As a non-Russian, I had an immunity to mob violence (only one foreigner had been gunned down at that point). Whatever the battles in business were, the world peace that made it possible for us to get together carried warm sentiments along the lines of: "A Canadian! Welcome! We might threaten to fuck you up, but it's awesome that you're from The West and that we're able to sit here talking to each other."
"That's okay, guys, no one gives me death threats back home so this is really exciting -- plus I'm just glad we're meeting in a boardroom not out in the cold of a nuclear winter. And by the way, have you heard the Bowie album we're releasing next month?"
"We love Bowie! It better not be like crap Tin Machine record."
Constantly the Russians and I would enjoy finding the things we had in common (e.g., a dislike of Yoko Ono), and it was equally interesting to find the things we differed on. I'd never heard of Yuri Gagarin, the first man in space and they'd never heard of Neil Armstrong, the first man on the moon. Go figure.

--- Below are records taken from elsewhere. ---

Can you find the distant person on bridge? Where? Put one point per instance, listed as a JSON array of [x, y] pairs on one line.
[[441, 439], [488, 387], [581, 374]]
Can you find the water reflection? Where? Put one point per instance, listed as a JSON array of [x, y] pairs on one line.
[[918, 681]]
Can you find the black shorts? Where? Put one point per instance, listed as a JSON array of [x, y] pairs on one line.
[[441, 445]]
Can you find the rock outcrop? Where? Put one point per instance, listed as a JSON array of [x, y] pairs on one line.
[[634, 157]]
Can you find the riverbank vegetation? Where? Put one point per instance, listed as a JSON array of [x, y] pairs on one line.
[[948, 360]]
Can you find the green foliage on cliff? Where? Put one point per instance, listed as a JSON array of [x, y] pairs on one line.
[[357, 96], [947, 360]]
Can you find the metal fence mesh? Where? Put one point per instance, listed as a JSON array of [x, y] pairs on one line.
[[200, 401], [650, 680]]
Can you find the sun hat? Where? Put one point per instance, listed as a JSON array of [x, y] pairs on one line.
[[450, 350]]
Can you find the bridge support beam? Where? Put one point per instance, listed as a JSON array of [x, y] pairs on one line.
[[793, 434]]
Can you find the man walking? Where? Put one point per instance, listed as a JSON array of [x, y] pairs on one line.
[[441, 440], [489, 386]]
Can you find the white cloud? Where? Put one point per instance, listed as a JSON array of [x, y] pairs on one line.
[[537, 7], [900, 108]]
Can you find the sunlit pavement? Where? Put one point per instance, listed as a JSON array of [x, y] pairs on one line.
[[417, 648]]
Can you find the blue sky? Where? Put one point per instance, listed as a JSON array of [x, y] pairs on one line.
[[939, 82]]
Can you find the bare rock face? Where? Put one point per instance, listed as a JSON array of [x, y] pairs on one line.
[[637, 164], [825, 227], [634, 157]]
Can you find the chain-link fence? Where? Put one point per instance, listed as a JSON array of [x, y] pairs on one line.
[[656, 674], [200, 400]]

While I lived in Moscow, it was the third most expensive city in the world yet the average Muscovite officially earned just $200 USD a month. The army, teachers and pensioners hadn't been paid in months, corruption was rife and violence hung in the air.
A system had developed in which everyone had to pay to someone for protection. Whether you were General Electric Russia or an old babushka selling kittens in front of a metro station, you paid to a krysha (a roof) and the big question was, does your roof leak?

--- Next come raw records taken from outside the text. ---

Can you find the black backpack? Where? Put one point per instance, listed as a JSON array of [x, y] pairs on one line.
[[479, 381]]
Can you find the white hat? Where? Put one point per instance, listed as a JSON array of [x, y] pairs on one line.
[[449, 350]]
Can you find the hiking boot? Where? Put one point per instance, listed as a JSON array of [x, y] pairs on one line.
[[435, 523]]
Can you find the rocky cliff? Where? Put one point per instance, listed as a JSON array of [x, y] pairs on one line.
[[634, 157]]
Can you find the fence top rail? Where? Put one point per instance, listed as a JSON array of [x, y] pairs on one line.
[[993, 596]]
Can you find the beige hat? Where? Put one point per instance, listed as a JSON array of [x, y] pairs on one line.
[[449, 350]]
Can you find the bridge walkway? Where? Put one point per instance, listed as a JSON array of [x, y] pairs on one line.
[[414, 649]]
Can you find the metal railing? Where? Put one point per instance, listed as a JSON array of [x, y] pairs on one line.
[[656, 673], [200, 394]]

Life felt hopeless for many and at street kiosks around the city, poor folk stood scraping together their rubles to buy cheap pirated vodka, downing it on the spot, drinking to forget, not caring that the moonshine could turn them blind. "Biznessmen" would drive by slooshing them with their BMWs, out to get rich or die trying as a couple dozen a week did.
People complained to me that then-president Boris Yeltsin was weak and that in the history of Russia, the nation had only prospered when ruled by strength. The country was falling apart and its future looked even bleaker than its past. So, reckoning London was probably a better city to be a musician in, I said goodbye to Merzky Beat and got my ass out of Moscow not long before the banks collapsed amid a run on deposits.
On New Years Eve 1999, after a decade of decline, I heard the surprising news that Yeltsin had broadcast his resignation saying, "I want to beg forgiveness for your dreams that never came true." In his message, he appointed a newcomer named Vladimir Putin as the man to lead Russia into a new millennium.
Over the next years under Putin's command, the standard of living in Russia grew. And grew. And grew some more. For many, a prosperous future that had never seemed a possibility began to materialize. It wasn't a Western future like the Poles or the Czechs got, but Westernization wasn't something the Russians wanted. Not everyone readily accepted Putin's reign, but most agreed to the unwritten social contract of 'You increase our lot in life, you may lead us.'
Like with Iraq and Libya, many Westerners don't understand why a strong harsh leader in Russia is a necessity. We laugh at Putin posing shirtless on horseback and fail to appreciate that he could be photographed with his finger on the nuclear button. A button he's kept his hand so far away from, we collectively seem to have forgotten that it's there. To my mind, its kinda awesome how Putin's kept Russia's nukes in the closet, even if its crap he's been putting their gays in it too.
A Vietnam vet I met at a Moscow diner in '97 thought it would be wonderful if I gave Barry McGuire's old anti-war classic 'Eve Of Destruction' its first Russian release. I did, and I remain mindful of its lyric, "If the button is pushed there'll be no running away. There'll be no-one to save with the world in a grave."
I'd love to see the conversation around the Olympics shift to include celebrating our current peace with The East. It's not guaranteed to go on forever.